Charlotte, NC-based songwriter, musician, and singer Matthew Alexander released new album Midnight Dream Station, in May of 2023, via Caravan Records. Drums and electric bass were provided by Jazz musicians Al Sergel IV and Ron Brendle and the album was co-Produced and engineered by Chris Green. Some of its themes included reflecting on “life’s mysteries” and attempting to “lift listeners’ spirits during these uncertain times.”
Today, we’re very pleased to debut the live play video for album track “The Upside of Down” which is very much in keeping with the themes we find on Midnight Dream Station. In fact, it both combines a reflection on life’s mysteries and it has elements that are likely to lift one’s spirits as we heed advice about the many highs and lows that life offers and are encouraged to discern the interdependence of those things in order to make peace with life’s inherent difficulties. Or as the song describes is, to “learn to sail with the tides.”
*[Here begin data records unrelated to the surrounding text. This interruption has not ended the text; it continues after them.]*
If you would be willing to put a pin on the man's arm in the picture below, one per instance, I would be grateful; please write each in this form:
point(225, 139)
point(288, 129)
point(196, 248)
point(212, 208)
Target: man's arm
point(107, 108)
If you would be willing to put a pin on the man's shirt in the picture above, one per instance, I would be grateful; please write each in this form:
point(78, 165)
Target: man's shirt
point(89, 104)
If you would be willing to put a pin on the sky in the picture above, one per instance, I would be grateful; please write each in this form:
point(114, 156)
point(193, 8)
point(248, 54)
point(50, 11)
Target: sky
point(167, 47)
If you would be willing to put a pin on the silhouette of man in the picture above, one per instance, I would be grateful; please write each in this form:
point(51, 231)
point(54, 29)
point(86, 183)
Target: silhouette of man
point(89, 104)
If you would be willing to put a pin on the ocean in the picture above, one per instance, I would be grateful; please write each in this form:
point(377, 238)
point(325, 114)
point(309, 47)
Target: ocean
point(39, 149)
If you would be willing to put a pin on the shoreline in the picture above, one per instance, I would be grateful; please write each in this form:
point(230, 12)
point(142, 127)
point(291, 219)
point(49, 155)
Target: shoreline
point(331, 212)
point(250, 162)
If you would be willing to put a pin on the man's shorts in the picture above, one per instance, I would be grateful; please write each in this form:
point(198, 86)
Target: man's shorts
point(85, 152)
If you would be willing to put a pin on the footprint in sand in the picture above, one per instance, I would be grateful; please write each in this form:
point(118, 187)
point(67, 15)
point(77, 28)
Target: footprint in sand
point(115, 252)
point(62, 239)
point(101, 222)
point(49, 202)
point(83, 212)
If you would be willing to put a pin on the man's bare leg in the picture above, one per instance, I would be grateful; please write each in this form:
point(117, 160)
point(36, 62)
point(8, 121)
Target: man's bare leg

The unadorned piano work that Alexander uses to build the song and the conversational delivery of the lyrics encourages audiences to take the emotional value of the song seriously and give these ideas personal reflection. Repetition of the phrases “downside of up” and “upside of down” makes sure that the ideas are brought home gently, mantra like, though they always feel more like a suggestion than a mandate. The subtext may well be that Alexander is aware that these are not always easy or comfortable ideas to process.
Visual comparisons to colorful aspects of life and soulfulness in piano arrangement counterbalance the heavier aspects of the song’s ideas and seem to suggest that it’s entirely up to the audience to decide whether they can accept these dualities in life in a helpful way.
Matthew Alexander shares:
I was asked to write a wedding song for two dear friends who met in rehab. They have both struggled with addiction for much of their adult lives as well as mood swings. Their “ups” in life had often led them to make bad decisions. Had it not been for their “downs”, however, they never would have met and found a partner that truly makes them happy. As it turned out, there was an “upside of down” just like previously there had been “a downside of up.” It seems to occur like this often in life — good things come out of bad, and sometimes bad things come out of good. The dance of life requires that we temper our highs and weather our lows…and maybe learn a thing or two in the process.
In contrast to his previous seven albums, Alexander built Midnight Dream Station around the piano, which we also see in the new video, and he also bucks the trend these days by focusing on the craft of the LP and carefully sequencing the songs on the album for audiences.
The album’s title comes from Alexander’s life in dreams, as he explains:
I was in Jungian analysis in my twenties which gave me great respect for the brilliance and creative potential of nightly dreams. I keep a dream journal every day and marvel at the depth of self-insight that can be found by interpreting my dreams. And in many ways, as a romantic and optimist, I do a lot of daydreaming as well. Dreams keep us alive and engaged.

Alexander has been a singer and songwriter since he was a young teen and had music pitched to groups such as the Turtles. He opened for Bruce Springsteen and Billy Joel, played with Carly Simon and Bonnie Raitt, and studied with Paul Simon. His eighth solo album, Soul River, peaked at #11 on the Folk Alliance International Album Chart for November 2020.
Many of the songs on Midnight Dream Station stem from a renewed focus on vocal exercises and writing more challenging and complex music during the pandemic period. Following that, “The Upside of Down” was streamed at the 2022 International Resiliency Conference to an audience of more than 10,000 attendees from 49 countries.